In dieser Sendung München tut gut tauchen wir tief in die Welt des Waldbadens ein. Wir begleiten eine Gruppe, die von Dr. Melanie H. Adamek (Wald-Gesundheitsexpertin) und Sabine Oberg (Psychologin und Waldtherapeutin), beide vom IM-WALD-SEIN® Instituts für Waldmedizin und Waldtherapie, angeleitet wird. Es geht allerdings nicht darum, etwas ‚richtig‘ zu machen… Denn Waldbaden ist intuitiv! Von Melanie und Sabine bekommen wir Impulse, wie wir uns besser auf den Wald einlassen können und Übungen, die jeder auch zu selbst nachmachen kann. Gemeinsam erforschen wir, ob der Aufenthalt im Wald tatsächlich Stress abbauen und das Immunsystem stärken kann. Auf jeden Fall eine besondere Naturerfahrung, die unserem Körper, Geist und Seele guttut.

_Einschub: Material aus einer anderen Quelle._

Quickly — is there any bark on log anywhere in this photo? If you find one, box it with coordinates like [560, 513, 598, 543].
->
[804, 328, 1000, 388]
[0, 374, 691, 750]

Waldbaden bietet eine ganzheitliche Möglichkeit, Körper und Geist zu pflegen und kann der erste Schritt zu einer besseren Gesundheitsvorsorge sein. Im Gegensatz zu einem Spaziergang oder einer Wanderung geht es nicht darum, von A nach B zu gelangen, also etwas zu TUN, sondern nur darum, HIER zu SEIN.

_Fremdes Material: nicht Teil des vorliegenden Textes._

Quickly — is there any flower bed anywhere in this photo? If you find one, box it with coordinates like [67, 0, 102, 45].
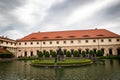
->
[31, 59, 92, 67]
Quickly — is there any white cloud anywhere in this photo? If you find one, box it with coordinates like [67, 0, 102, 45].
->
[66, 0, 114, 25]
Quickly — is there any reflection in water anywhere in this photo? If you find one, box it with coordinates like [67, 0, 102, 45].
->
[0, 60, 120, 80]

Der Begriff „Waldbaden“ beschreibt eine zwanglose Erfahrung unter Bäumen, ein individuell praktiziertes Wald-Gesundheitstraining zur persönlichen Gesundheitsvorsorge. Der deutsche Begriff leitet sich vom japanischen „Shinrin Yoku“ ab. Shinrin bedeutet Wald und Yoku baden im Sinne von Eintauchen. Damit bezeichnet Waldbaden die Praxis, in den Wald und die Natur einzutauchen und eine sensorisch-sinnliche Verbindung zur Natur herzustellen.
Wir erkunden den Wald bei einem genussvollen Waldaufenthalt mit allen Sinnen. Wir atmen die Waldluft ein und bauen mithilfe der besonderen Waldatmosphäre Stress ab, beugen Krankheiten vor und können bestimmte Krankheitsbilder verbessern. Besonders interessant ist, dass wir neben den fünf Sinnen, die allen wohlbekannt sind, auch weitere Sinne aktivieren und kultivieren können.
Ich spreche bewusst lieber vom „Im-Wald-Sein“. „Im-Wald-Sein“ ist ein Begriff, der das Shinrin Yoku um den Fokus der Gegenwärtigkeit und des Gewahrseins erweitert. Denn es geht um das SEIN und das So-Sein-Dürfen, wie man ist. Indem man im Wald präsent ist, sich auf seine Atmosphäre einlässt, ihn wahrnimmt und auch wahrnimmt, was der Wald mit einem macht, erreicht man, ohne es anzustreben, äußere, innere und relationale Achtsamkeit – und als Folge eine wichtige Grundvoraussetzung für Resilienz, Stressabbau und Entspannung.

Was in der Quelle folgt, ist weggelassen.